The application of pedicle screw fixation for fractures was first described by Roy-Camille in 1970 [3–5]. Currently, they are commonly performed for the surgical management in the adult population. However, their application to the pediatric population remains poorly addressed in the literature.
Ruf et al. retrospectively investigated 19 cases of pedicle screws in the management of spinal disorders in young children aged 1–2 years [5]. A total of two patients developed short-term complications, i.e. infection and pedicle fracture [5]. Three patients developed long-term complications. These included failure of screw connections and screw breakage [5]. They have concluded that pedicle screws exerted no effect on the vertebral growth on long-term follow-up in their cohort of patients [5].
Bode et al. reported a case of nonaccidental, i.e. child abuse, traumatic T12-L1 fracture–dislocation in an 8-month-old infant [2]. The patient sustained a T11–T12 cord contusion and was managed surgically with instrumentation with pedicle screws and posterior spinal fusion [2]. Postoperatively, the patient recovered well with no complications and required long-term follow-up visits in the clinic [2].
In the present case, the posterior thoracolumbar instrumentation was removed after 7 months of insertion. This was mainly to prevent crankshaft deformity of the growing, immature, vertebrae and avoid the necessity of subsequent surgeries [6]. In such patients, frequent follow-up visits to the pediatric neurosurgery clinic is essential to confirm the fusion, monitor for any progression of the deformity and assess the long-term outcome.

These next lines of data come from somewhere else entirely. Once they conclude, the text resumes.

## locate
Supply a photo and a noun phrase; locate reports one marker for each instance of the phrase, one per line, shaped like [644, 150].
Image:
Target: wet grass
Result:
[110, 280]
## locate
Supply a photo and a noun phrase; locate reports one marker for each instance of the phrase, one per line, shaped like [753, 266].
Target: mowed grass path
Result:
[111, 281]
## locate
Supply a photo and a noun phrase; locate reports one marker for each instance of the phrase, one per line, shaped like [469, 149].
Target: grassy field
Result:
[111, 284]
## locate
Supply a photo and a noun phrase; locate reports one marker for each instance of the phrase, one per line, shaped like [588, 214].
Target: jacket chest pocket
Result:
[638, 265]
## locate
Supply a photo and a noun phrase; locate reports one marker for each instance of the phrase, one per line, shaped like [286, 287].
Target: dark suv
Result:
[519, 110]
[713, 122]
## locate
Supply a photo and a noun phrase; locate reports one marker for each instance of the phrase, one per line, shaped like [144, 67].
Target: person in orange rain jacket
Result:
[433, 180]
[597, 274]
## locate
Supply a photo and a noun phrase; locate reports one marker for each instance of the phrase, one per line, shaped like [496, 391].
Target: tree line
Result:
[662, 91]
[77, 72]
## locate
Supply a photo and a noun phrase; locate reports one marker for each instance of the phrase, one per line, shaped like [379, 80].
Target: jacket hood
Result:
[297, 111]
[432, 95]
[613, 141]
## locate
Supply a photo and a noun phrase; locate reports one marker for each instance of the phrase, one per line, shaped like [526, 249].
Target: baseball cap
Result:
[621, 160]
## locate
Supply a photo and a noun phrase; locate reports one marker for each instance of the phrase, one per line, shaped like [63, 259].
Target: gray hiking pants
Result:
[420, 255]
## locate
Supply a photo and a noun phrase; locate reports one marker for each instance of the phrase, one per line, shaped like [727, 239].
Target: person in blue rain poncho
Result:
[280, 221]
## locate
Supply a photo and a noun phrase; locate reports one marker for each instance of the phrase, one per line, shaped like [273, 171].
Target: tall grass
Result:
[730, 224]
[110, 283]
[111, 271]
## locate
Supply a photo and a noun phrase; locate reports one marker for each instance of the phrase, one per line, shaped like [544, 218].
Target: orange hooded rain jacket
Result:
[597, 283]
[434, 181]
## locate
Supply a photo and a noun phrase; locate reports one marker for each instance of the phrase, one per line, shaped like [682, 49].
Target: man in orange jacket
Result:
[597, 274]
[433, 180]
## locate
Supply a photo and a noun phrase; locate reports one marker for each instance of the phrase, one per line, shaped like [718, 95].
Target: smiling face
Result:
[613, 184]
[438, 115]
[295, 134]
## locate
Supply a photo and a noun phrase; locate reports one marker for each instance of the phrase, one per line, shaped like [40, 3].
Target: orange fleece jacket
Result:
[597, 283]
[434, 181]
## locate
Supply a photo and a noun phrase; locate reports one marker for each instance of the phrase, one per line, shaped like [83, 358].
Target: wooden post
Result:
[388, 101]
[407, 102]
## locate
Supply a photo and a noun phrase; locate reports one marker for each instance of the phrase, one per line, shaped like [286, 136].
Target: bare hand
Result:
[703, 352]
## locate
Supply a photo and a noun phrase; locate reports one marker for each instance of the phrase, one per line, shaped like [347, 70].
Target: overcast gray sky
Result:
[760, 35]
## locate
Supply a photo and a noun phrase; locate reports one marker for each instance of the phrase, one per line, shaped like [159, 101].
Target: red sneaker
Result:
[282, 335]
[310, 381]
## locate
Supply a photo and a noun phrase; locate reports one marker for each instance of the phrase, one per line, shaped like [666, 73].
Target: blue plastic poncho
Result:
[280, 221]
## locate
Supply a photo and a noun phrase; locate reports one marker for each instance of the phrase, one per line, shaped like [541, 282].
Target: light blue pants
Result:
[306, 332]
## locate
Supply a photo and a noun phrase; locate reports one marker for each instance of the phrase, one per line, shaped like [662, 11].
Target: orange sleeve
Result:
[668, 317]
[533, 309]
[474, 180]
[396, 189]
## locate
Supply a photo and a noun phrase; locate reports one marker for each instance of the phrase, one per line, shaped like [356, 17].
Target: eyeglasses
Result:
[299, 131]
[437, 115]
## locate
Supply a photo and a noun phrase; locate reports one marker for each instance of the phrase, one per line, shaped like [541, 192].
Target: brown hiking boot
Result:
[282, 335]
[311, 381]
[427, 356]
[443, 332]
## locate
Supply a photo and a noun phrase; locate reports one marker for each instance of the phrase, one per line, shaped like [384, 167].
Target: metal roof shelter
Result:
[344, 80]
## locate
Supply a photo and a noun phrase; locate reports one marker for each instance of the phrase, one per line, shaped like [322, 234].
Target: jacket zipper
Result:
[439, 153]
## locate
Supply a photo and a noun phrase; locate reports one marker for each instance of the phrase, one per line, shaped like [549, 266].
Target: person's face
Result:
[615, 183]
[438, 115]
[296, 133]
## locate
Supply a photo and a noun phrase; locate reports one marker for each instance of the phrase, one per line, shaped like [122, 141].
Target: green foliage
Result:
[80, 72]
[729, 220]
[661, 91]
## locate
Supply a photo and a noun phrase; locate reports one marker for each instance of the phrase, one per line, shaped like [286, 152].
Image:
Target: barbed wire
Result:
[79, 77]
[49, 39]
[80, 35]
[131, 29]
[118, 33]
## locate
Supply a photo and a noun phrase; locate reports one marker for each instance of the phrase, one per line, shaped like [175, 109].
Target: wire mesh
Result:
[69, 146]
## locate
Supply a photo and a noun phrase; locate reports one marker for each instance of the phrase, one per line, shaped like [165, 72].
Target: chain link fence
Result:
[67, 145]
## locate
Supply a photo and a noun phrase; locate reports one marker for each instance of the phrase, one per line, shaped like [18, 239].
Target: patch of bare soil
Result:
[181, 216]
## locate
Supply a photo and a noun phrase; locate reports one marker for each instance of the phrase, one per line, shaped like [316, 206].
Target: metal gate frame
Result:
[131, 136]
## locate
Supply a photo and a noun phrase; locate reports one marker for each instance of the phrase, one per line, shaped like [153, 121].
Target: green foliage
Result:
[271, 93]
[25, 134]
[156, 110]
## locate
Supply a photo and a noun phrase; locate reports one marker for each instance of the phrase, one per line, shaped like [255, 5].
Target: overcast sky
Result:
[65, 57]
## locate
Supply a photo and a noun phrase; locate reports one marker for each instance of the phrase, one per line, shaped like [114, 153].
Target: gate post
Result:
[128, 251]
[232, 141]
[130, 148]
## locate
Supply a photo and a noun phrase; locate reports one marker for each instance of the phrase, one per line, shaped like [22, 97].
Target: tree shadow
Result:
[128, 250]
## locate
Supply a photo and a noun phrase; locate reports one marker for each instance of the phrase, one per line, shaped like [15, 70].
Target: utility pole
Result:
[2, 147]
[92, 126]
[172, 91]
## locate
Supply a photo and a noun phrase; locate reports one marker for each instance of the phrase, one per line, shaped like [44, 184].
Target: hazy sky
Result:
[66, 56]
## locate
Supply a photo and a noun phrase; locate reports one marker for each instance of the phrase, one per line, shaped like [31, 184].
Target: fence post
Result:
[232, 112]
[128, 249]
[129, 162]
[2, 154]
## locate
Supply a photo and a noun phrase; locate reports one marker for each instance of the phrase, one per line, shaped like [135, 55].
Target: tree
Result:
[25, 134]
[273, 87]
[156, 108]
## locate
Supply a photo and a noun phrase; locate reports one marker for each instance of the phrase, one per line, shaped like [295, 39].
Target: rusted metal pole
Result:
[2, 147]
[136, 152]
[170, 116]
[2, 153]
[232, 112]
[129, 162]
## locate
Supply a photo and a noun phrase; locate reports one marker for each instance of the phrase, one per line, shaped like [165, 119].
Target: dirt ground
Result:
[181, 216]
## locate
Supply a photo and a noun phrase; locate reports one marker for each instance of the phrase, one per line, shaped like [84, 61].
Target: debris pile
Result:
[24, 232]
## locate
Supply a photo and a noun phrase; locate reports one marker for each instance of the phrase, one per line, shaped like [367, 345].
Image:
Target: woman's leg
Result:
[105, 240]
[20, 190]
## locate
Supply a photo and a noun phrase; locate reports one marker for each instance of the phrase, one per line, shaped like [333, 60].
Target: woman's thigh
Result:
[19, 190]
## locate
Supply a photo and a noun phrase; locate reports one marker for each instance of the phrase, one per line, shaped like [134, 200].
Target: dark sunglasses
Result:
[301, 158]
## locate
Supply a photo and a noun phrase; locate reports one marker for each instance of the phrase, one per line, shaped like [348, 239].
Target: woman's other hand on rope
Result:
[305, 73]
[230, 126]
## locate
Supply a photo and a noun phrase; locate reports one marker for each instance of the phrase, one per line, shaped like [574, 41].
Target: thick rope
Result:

It is noteworthy to mention that the clinical examination in the general pediatric population can be obscured in cases of thoracolumbar fractures [7]. Additionally, spinal fractures in children are different from those encountered in adults in terms of location, type and their possible sequelae on the vertebral growth [7]. This is mainly due to the unique differences in the anatomical and physiological features of the pediatric spine [7]. In children, the nucleus pulposus is relatively more hydrated, allowing it to absorb pressure effectively [7]. The surfaces of the posterior joints are more horizontal, increasing the risk of anteroposterior displacement of the vertebrae in cases of injuries [7].
CONCLUSION
Comparable to adults, posterior thoracolumbar instrumentation can be safely and effectively performed in infants with traumatic thoracolumbar fracture–dislocation. The neurological outcome of such injuries is dependent upon the severity of the initial spinal cord injury.
FUNDING
None.
Conflict of interest statement
The authors declare that they have no conflict of interest.